"Yes," she smiled again from her seat above the edge of the paper-cluttered desk. "It's like sodium. And we are not guardians. We do not care whether men live or die but we do ... enjoy ... their being glad about living or dying. I will not leave you till you are sorry." She stood and came near his chair.

Herl could not see that she walked in the air ... she was just nearer. He rose and put out his hands as if to take hers to assure himself that she would stay, but where his hands entered the cloud they disappeared and felt nothing. He withdrew his offered embrace and his hands reappeared.

"Sorry for what?" asked Herl's voice; and Herl's heart quickened and his breathing forced, as he grew afraid to lose her and wild to keep her with him.

"Just sorry."


Regret was like a knife stab. He must lose her: a man couldn't go around rejoicing forever. Anger succeeded regret, and he accused her bitterly, "So that's why you do nothing for the poor Eyefers! Because they're sorry to be that way! When you could save the poor creatures even by picking them out of the air, it offends your sensibilities to save them from a little red tape. Is that kind or just?"
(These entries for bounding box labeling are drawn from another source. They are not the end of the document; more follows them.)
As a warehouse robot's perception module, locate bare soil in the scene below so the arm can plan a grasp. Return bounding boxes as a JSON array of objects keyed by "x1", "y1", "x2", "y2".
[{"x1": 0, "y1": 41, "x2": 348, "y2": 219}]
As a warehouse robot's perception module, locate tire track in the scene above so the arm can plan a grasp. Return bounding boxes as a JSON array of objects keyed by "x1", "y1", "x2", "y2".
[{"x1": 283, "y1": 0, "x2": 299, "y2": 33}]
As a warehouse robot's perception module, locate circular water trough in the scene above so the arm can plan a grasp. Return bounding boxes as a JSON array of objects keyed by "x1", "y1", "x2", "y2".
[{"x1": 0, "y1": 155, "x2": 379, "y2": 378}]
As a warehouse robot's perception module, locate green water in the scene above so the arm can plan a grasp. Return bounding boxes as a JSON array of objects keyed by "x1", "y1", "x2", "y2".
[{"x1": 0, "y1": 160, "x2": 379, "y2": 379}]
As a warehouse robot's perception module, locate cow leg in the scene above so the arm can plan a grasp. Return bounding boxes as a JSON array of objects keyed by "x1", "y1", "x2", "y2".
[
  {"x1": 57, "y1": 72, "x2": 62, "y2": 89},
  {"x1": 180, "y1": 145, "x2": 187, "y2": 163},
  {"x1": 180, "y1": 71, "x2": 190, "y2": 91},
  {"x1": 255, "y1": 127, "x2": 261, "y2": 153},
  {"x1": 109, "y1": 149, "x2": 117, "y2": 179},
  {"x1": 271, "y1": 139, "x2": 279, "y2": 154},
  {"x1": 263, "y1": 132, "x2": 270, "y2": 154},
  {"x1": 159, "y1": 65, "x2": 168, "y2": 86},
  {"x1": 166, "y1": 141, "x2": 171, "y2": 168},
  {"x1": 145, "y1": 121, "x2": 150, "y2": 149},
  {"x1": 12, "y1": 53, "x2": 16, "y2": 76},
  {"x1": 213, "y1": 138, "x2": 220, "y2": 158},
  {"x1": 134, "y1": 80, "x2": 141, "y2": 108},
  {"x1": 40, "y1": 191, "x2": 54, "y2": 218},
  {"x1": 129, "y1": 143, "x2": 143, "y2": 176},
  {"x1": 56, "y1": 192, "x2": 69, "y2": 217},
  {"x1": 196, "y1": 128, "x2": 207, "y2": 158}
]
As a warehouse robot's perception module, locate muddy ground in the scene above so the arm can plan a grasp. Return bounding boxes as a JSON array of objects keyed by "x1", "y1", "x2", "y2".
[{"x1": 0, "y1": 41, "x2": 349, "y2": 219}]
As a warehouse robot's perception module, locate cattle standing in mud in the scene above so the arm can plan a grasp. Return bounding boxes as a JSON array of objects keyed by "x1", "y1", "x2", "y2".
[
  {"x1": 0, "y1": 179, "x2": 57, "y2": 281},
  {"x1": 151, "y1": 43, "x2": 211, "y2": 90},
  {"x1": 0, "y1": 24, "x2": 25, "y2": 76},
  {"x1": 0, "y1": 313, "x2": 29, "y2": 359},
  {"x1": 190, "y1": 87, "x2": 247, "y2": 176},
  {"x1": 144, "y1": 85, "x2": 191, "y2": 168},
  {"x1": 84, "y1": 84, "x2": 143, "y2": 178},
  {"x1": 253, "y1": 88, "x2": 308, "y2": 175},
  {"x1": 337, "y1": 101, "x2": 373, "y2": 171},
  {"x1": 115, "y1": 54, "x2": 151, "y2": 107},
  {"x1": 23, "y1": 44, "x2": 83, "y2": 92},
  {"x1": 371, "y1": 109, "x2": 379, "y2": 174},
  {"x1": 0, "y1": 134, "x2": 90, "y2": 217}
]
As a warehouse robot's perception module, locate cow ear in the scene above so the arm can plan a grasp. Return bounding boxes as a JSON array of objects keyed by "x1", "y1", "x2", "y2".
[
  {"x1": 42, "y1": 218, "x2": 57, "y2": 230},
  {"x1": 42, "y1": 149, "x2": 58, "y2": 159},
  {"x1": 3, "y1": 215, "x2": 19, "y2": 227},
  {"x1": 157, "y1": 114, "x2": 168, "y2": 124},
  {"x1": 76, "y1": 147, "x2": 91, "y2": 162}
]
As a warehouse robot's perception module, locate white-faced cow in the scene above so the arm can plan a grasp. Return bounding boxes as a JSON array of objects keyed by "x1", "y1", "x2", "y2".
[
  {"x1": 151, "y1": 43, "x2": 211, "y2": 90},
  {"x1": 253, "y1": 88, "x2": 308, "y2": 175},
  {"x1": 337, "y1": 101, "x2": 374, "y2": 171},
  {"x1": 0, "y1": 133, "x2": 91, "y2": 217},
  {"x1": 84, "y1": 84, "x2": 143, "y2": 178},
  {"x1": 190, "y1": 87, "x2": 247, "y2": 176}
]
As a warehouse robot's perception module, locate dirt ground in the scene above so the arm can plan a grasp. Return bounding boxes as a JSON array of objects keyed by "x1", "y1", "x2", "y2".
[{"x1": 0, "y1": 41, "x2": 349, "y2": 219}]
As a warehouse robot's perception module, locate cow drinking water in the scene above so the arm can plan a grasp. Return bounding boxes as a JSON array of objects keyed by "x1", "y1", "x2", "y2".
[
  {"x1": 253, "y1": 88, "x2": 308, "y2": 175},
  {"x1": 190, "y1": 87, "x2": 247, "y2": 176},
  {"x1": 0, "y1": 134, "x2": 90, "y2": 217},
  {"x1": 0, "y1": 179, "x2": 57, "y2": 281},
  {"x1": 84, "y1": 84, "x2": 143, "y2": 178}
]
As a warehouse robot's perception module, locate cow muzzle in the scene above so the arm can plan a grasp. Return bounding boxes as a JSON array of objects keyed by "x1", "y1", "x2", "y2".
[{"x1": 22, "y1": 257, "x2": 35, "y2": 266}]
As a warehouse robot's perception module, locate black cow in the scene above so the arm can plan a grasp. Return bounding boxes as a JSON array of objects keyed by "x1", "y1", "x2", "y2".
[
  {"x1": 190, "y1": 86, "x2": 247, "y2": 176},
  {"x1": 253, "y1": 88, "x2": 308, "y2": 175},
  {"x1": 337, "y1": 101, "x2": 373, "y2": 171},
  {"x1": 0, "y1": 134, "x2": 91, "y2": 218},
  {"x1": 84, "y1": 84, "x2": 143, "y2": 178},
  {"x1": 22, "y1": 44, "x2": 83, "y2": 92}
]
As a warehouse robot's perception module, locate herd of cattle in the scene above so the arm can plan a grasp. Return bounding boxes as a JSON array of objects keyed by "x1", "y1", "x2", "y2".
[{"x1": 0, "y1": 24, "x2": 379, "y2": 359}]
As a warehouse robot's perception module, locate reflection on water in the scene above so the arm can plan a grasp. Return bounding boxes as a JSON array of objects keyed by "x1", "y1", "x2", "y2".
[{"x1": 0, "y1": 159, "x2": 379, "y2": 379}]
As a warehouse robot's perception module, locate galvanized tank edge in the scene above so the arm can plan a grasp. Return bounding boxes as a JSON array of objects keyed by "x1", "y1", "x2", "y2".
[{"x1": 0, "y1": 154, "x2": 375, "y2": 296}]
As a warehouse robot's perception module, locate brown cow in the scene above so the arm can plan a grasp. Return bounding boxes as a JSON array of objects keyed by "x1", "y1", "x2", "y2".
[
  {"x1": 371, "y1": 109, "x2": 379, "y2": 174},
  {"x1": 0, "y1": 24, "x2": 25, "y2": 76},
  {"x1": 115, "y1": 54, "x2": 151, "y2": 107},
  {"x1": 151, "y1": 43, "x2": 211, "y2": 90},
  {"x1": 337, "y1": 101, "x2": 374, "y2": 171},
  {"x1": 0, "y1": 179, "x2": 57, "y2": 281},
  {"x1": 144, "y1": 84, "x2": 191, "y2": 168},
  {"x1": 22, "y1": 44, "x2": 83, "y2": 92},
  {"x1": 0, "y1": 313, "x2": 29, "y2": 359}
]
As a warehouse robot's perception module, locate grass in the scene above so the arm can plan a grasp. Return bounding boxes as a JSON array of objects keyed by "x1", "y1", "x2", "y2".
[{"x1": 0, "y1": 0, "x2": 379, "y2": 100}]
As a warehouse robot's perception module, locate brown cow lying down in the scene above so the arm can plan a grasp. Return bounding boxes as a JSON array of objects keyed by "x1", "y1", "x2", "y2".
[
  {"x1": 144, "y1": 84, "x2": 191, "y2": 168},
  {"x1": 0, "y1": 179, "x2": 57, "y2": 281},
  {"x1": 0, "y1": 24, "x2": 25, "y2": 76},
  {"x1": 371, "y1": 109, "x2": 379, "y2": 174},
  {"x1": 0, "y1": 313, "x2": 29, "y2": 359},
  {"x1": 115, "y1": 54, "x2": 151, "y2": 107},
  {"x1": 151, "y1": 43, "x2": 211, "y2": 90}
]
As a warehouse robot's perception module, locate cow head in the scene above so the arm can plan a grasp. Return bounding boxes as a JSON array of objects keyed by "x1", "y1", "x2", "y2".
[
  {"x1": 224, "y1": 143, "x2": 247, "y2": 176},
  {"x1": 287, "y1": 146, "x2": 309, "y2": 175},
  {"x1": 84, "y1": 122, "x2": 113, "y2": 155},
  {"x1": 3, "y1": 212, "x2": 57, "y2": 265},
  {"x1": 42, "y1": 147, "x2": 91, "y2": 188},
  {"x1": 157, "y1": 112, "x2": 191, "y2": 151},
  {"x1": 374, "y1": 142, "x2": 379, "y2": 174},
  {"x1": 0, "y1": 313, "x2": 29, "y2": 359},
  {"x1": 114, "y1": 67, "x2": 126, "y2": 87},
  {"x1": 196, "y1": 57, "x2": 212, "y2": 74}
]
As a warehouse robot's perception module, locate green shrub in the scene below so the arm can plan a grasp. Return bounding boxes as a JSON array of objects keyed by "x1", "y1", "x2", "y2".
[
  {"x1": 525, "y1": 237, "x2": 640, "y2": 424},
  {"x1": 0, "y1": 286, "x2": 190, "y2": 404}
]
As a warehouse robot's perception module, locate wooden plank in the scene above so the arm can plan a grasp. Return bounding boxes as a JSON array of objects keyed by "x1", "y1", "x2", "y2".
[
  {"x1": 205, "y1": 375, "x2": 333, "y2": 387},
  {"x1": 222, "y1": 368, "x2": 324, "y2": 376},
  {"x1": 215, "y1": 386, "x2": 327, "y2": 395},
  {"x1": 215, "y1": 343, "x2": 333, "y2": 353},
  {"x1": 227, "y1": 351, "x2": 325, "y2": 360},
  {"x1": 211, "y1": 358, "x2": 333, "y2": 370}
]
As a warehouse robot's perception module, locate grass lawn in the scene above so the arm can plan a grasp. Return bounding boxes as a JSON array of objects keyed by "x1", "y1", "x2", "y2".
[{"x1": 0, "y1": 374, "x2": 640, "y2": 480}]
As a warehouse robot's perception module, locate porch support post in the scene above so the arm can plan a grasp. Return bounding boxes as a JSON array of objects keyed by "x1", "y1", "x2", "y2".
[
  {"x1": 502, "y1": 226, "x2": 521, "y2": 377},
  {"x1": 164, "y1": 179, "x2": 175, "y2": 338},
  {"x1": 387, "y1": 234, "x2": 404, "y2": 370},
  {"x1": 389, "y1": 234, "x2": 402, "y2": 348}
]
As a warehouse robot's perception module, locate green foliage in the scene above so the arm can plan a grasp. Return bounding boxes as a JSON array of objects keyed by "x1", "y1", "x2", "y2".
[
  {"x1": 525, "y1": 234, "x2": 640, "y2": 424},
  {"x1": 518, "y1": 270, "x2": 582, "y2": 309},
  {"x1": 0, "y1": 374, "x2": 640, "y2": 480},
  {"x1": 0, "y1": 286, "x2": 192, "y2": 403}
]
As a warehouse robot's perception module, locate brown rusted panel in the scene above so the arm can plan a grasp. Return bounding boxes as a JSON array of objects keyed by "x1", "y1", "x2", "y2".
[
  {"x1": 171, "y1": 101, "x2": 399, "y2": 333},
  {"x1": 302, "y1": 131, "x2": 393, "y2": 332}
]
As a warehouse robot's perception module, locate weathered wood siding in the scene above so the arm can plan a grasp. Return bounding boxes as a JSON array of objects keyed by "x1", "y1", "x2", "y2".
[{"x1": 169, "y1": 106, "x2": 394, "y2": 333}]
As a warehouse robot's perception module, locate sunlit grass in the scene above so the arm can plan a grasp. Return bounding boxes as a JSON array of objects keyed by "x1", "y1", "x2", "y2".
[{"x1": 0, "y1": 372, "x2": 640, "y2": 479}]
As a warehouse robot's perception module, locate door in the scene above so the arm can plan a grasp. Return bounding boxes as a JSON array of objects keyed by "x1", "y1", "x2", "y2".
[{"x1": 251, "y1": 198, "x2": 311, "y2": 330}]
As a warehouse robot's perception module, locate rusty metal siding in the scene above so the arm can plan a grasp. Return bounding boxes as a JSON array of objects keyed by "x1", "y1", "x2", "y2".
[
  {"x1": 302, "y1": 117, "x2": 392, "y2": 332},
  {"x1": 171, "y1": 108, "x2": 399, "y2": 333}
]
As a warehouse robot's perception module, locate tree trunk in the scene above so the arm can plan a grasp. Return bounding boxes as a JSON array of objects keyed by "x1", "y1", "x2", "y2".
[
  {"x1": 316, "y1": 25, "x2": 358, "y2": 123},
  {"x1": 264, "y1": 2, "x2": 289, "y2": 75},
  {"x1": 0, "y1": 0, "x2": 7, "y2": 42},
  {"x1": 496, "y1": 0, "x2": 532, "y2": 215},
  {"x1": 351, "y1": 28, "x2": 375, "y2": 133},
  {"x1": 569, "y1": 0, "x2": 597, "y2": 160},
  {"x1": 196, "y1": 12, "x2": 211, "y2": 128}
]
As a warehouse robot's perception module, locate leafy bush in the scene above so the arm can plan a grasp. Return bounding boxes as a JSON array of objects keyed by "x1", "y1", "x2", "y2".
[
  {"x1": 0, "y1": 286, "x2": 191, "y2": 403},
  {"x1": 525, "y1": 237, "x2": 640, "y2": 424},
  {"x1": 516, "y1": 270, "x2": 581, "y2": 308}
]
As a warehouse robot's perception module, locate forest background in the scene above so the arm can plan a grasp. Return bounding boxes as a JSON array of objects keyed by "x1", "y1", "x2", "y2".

His voice sneered 'kind' and 'just' as his mind pictured 'sympathetic' and 'the best that men ought to receive.' He was angry for himself, for the Eyefers. His anger grew with the hurt to include all humanity betrayed by heartless beauty.

But a flood of intense living greenness washed through the control room, blotting out the walls and lapping against Herl's red tunic above the hip pockets, as if a strange sea rose about him to quench his anger.

He repeated his last words, vaguely, enthralled by the green waves, "Is that kind or just?"

The green waves changed to living blue and he heard her voice like a distant bell. "No."